"Bir Dilim Aşk" dizisinde Mustafa Uğurlu telefonunu ceketinin sol cebine koyuyor. Daha sonra Berna Laçin üşüyünce ceketini ona veriyor. Bu arada telefonu yeniden çalıyor. Berna Laçin telefonu sağ cepten çıkartıyor. Demek "yürüyen cep telefonu" da icat edilmiş. Japon yapıyor kardeşim!
NE DEMİŞ? "Maçtan önce çok güzel köfte yedim. Köfteciyi de tebrik ederim. Başka tebrik edecek bir şey de yoktu dün gece." (Rıdvan Dilmen'- in Milliyet gazetesinde derbiyi değerlendiren köşe yazısından)

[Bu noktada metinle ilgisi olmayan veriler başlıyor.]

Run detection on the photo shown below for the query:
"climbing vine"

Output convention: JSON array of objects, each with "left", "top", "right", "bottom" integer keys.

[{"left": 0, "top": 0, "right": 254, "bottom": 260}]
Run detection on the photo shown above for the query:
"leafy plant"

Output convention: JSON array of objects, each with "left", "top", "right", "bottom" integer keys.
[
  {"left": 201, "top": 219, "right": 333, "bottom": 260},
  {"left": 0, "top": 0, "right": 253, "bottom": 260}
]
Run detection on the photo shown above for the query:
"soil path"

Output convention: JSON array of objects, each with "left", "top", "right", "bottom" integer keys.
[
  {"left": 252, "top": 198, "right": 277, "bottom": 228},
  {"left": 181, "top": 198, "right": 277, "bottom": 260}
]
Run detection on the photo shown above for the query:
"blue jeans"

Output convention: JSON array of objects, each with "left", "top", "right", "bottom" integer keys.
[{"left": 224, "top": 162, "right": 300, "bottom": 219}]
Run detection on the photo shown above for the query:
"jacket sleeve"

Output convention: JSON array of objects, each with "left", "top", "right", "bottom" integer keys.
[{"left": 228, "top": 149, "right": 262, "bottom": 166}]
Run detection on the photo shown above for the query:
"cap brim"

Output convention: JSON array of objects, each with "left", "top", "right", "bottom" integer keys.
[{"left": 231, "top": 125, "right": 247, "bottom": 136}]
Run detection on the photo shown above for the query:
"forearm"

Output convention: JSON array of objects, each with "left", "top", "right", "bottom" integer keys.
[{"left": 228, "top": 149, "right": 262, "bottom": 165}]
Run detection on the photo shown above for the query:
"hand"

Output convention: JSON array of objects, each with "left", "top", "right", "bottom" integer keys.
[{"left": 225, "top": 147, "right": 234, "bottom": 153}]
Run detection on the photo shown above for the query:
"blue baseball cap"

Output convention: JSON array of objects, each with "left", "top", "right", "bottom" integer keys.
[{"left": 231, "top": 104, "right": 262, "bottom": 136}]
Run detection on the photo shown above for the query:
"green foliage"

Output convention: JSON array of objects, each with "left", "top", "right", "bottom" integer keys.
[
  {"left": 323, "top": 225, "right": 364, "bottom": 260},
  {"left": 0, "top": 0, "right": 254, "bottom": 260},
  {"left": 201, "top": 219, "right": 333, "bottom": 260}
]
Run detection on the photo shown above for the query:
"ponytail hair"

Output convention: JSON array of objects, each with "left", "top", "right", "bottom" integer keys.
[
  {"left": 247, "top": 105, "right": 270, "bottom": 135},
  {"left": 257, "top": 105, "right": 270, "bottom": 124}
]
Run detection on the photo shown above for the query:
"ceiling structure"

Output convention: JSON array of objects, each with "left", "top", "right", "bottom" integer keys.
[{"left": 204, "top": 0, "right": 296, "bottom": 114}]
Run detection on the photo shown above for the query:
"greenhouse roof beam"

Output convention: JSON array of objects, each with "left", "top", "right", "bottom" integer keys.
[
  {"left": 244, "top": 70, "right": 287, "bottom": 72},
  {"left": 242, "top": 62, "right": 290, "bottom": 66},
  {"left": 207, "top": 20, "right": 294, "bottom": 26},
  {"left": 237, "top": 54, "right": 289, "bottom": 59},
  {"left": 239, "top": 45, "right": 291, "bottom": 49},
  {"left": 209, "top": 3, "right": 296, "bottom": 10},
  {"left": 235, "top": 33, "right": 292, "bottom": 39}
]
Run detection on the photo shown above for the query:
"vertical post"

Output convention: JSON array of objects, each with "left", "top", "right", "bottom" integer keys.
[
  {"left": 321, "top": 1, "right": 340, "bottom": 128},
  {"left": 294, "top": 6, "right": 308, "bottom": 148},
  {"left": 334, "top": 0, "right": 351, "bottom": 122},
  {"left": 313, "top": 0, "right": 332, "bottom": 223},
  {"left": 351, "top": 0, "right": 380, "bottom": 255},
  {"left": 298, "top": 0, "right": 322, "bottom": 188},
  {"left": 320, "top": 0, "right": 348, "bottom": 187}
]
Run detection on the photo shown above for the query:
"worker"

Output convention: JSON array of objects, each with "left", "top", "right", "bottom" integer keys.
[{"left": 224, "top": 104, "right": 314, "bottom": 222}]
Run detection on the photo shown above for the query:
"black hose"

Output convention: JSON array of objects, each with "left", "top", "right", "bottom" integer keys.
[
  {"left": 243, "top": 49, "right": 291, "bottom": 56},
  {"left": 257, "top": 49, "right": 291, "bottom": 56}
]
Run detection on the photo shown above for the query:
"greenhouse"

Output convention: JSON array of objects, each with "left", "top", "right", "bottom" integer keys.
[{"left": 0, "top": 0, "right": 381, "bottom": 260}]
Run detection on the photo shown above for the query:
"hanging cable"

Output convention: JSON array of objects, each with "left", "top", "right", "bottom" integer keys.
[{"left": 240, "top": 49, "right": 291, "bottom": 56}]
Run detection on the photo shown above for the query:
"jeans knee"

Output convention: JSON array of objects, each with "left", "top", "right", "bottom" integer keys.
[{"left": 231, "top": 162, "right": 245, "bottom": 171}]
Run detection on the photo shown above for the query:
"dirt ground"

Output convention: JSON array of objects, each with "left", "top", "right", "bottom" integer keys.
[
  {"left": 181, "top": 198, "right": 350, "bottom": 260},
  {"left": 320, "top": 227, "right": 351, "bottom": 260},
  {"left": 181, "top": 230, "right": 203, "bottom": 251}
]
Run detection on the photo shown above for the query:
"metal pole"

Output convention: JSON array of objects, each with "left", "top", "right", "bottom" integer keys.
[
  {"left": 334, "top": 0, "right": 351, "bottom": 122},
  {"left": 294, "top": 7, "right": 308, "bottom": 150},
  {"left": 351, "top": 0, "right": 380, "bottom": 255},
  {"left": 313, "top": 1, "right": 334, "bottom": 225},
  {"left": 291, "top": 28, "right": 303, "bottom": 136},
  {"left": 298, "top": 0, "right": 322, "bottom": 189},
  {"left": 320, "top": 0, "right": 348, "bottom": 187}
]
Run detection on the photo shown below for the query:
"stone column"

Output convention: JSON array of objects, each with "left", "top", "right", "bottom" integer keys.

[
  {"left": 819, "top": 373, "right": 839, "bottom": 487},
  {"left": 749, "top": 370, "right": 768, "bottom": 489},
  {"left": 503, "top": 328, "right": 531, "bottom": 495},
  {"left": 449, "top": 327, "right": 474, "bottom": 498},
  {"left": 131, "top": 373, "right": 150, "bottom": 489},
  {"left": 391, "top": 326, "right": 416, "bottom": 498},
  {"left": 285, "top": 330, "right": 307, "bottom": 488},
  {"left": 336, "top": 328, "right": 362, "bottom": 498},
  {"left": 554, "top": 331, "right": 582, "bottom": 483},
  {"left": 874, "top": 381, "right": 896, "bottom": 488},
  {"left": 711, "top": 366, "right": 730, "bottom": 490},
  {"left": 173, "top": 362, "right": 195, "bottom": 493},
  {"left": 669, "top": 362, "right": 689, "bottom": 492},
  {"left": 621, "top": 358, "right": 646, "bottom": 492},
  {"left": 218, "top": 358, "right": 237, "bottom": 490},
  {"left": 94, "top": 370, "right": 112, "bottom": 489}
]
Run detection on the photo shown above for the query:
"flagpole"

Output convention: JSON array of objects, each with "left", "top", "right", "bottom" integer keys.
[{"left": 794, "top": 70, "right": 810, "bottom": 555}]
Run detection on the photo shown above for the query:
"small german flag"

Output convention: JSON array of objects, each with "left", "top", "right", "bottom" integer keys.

GAF KÜRSÜSÜ "Maçta gereksiz hatalar da yaptık!" (Beşiktaşlı Ali Güneş'in Galatasaray maçı sonrası Lig TV muhabiri Ömer Güvenç ile röportajından)
BİZİM DECODER
National Geographic'deki belgeselde Fransa ile İngiltere'yi denizin altından birleştiren Manş Tüneli inşaatı anlatılıyordu. 1.3 milyar paund bütçeli proje adeta para yutuyordu. Örneğin kazıcı makinelerin bir tanesi 20 milyon paund değerindeydi ve sertleştirilmiş dökme demirden yapılan bu makineler tünel inşaatı bitince başka bir projede kullanılamayacağından hurda demir olarak eritilecekti. Çalışmanın her saati 40 bin paunda mal oluyordu. 39 kilometrelik dev tünel için delme makineleri günde sadece 50-75 metre arasında ilerleyebiliyordu. Çalışmalar çok zahmetliydi. Bir kez tüneli deniz suyu bastı. Birkaç kez de çökme tehlikesi atlatıldı. Hizmete girdikten kısa bir süre sonra tünelde çıkan bir yangın ise büyük panik yarattı. İnşaat maliyetlerinin yükselmesi nedeniyle baş gösteren finans zorlukları, projeyi en az iki kez durma noktasına getirdi. En önemli sorun ise İngiltere ve Fransa kıyılarından aynı anda başlayan delme çalışmalarının orta yerde "buluşamama" olasılığıydı. O dönemde İngiltere Kraliçesi, bir uzmana sormuştu: "Ya ortada buluşamazsanız?" Uzmanın yanıtı şöyle oldu: "Nasıl olsa iş özel girişimin. Devletin bir sorumluluğu yok. Buluşamazlarsa iki tane tüneliniz olur!"